Inflation data from UK, Eurozone and South Africa top modest run of data, with US Housing Starts also due; ECB and BoE speakers; busier run of earnings headlined by Goldman Sachs and Tesla; German, UK & US auctions
U.K. CPI: some relief as transport drags headline and lower, but Services still very sticky; should be enough to prompt BoE to revert to 25 bps hike, focus turns to Ramsden speech
ECB hawks tone down rhetoric, suggesting peak may be closer at hand
EVENTS PREVIEW
Inflation data from the UK, Eurozone and South Africa features along with US Housing Starts and a busier and more varied run of US corporate earnings. While Goldman Sachs and Tesla will attract most attention in terms of the latter, there are also results from the resource sector via way of Alcoa, Baker Hughes and Halliburton, as well as IBM, Netflix, Northern Trust and United Airlines. There are two hawkish leaning central bank speakers, ECB’s Vujcic and BoE’s Ramsden, with the focus on whether Vujcic follows arch hawks Knot and Nagel who yesterday pushed back quite hard on the idea of a September rate ECB rate hike, while Ramsden speaks on the BoE’s quantitative tightening programme and obviously hot on the heels of the inflation data. Govt bond supply comes via way of UK 5-yr, German 30-yr and the unloved US 20-yr. US Housing Starts are forecast to see a reactive correction of -9.6% m/m after May’s 21.2% m/m surge to a very long-term average 1.48 Mln SAAR pace.

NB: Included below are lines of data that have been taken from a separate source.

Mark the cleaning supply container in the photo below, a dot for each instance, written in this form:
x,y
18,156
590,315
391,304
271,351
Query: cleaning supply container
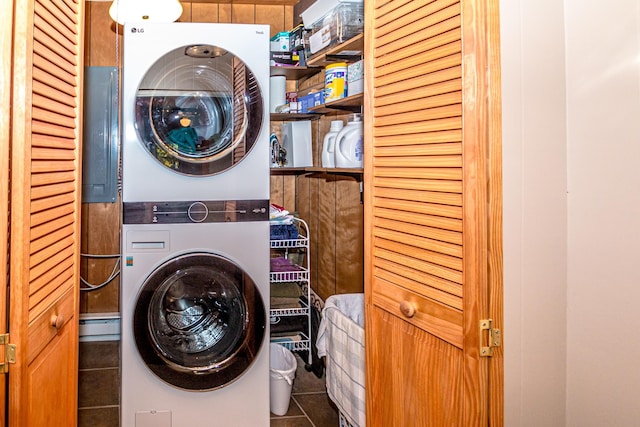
x,y
350,143
335,81
281,375
329,144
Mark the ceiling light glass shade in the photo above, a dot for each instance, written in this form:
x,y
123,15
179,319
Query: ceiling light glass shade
x,y
137,11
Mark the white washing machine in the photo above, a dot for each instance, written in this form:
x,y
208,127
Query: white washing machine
x,y
194,112
195,289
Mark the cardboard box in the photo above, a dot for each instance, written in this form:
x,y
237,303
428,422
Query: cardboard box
x,y
311,100
355,78
296,140
285,58
280,42
344,21
296,38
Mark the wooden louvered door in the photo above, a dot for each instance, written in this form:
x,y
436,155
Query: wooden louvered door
x,y
432,212
44,215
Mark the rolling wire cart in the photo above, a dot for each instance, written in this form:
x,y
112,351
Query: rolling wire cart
x,y
289,278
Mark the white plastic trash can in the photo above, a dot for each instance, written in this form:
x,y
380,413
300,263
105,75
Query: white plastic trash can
x,y
281,374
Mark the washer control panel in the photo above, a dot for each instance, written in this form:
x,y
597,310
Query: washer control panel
x,y
195,211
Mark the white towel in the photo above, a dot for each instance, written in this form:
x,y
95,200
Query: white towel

** U.K. – June CPI, RPI & PPI **
Finally, some relief on UK inflation, with a 0.0% m/m drop in transport prices accounting for much of the lower than expected 0.1% m/m 7.9% y/y reading on headline, while core also undershot forecasts at 6.9% v3. an expected 7.1%. But inflation remains very high, and Services CPI remains very sticky at 7.2% y/y vs. prior 7.4%, and the easing in Food Prices to 0.4% m/m, still leaves the y/y rate at a whopping 17.3% y/y (prior 18.3%). PPI again underlined little in the way of pipeline pressures with core PPI Output falling 0.2% m/m. This may be just enough of a drop to allow the BoE to hike rates by 25 bps in August rather than 50 bps, and the peak in rates is likely to be lower than the previously expected 6.5%, with markets now looking for rates to peak close to 6.0%
** Eurozone – June final CPI **
June final HICP is expected to be unrevised, with headline falling to 5.5% from 6.1% y/y, but core edging up 0.1 ppt to 5.4% y/y, but it will be the details on so-called super core (last 6.8% y/y) and low volatility inflation (last 5.3% y/y), which will be key in terms of market expectations on ECB rates.